The focus of the book is Lee’s profound transformative experience. As a parent, rather than as a doctor, she had to look deep into her own heart and decide how to transform herself into the kind of person who could be a good mother to a daughter with unique and special needs. At first, she approached the problem almost as a doctor would. She methodically sought to be a competent caretaker and case manager. She insured that all of Josephine’s medical needs were met. It took time, though, for her to learn to love Josephine. Of the change, she notes, “I don’t know if it was purely a change in me, or a change in her, or something in both of us. I don’t know whether my growing and developing relationship with her would have been the same if she had not developed the ability to interact.”
Dutch theologian Hans Reinders wrote a book about the ways that we think about disability in liberal societies.
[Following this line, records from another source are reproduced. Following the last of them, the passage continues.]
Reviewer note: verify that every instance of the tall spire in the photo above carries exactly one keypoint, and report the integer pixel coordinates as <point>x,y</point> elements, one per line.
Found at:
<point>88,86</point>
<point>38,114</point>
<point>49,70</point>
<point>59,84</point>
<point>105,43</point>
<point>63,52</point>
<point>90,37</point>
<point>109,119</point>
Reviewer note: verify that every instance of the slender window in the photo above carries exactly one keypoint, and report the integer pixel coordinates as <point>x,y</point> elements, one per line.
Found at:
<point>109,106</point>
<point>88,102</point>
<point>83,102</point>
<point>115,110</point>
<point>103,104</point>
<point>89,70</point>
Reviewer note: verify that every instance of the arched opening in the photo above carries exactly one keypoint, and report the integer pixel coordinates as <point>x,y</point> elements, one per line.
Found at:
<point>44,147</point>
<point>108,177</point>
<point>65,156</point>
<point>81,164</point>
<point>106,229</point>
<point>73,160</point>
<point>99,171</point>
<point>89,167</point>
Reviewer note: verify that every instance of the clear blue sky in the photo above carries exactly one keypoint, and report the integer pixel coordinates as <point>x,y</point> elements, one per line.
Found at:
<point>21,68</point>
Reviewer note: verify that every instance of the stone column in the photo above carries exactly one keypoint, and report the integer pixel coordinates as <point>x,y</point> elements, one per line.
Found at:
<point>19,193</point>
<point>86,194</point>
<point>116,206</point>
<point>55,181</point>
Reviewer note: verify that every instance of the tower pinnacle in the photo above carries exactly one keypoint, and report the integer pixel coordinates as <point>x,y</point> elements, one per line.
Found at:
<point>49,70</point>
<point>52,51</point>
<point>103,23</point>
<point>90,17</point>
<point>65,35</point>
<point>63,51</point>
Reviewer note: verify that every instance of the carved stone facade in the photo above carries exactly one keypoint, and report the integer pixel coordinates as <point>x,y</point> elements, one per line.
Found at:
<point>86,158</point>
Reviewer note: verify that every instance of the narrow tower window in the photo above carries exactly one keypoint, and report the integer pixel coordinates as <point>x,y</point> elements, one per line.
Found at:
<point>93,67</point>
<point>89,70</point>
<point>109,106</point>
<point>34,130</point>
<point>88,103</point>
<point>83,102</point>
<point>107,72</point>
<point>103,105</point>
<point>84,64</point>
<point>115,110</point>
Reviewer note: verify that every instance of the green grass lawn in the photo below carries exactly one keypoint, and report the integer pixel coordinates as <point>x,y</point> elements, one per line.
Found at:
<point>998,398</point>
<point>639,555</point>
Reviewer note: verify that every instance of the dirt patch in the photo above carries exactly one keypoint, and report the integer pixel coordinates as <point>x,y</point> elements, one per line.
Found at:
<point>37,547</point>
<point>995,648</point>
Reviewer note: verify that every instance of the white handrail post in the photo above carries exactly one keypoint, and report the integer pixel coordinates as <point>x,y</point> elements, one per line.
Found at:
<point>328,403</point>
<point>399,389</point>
In that book The Future of the Disabled in Liberal Society, he suggests that the transformative experience that Lee experienced is common for parents of children with disabilities. “It is almost a universal experience,” he writes, “that the birth of a disabled child throws families into a crisis that generates deep emotional problems.” He characterizes those problems as the struggle parents go through as they try to hold in their minds two attitudes that seem paradoxical or even incompatible. “On the one hand they assert that they would not want to have missed this child – despite all the difficulties that they have been going through. But on the other hand, they express doubt as to whether they would choose to have this kind of life were they confronted with that choice.”
Nobel laureate Kenzaburo Oe, who himself raised a disabled child, wrote a searing and self-critical (fictional) account of a father’s ambivalence about the possibility of raising a disabled child. In the novel, entitled A Personal Matter, the father has the option of letting the child die. He struggles to decide which choice would be right. He is sometimes repulsed by his baby’s deformities and, at other times, is deeply empathic towards the baby. The conflict, it turns out, is not about the sorts of considerations that are the focus of much theoretical bioethics, considerations about what is or is not in the baby’s best interest. Instead, Oe focuses on the father’s internal struggle to decide what sort of person he is. His wife asks him if he is “the type of person who abandons someone weak when that person needs you most.” In the end, the father realizes that he cannot let the baby die and live with himself, knowing that he could have chosen otherwise. Jane Lee seems to have a similar revelation. Both underwent that profound transformation.
Taken together these three books – a memoir by a pediatric intensivist, a theoretical treatise by a theologian, and a semi-autobiographical novel – give insights into the struggles parents go through as they make decisions for critically ill babies, lessons that are important ones for doctors and others who are thinking about how to help families care for children with special health needs.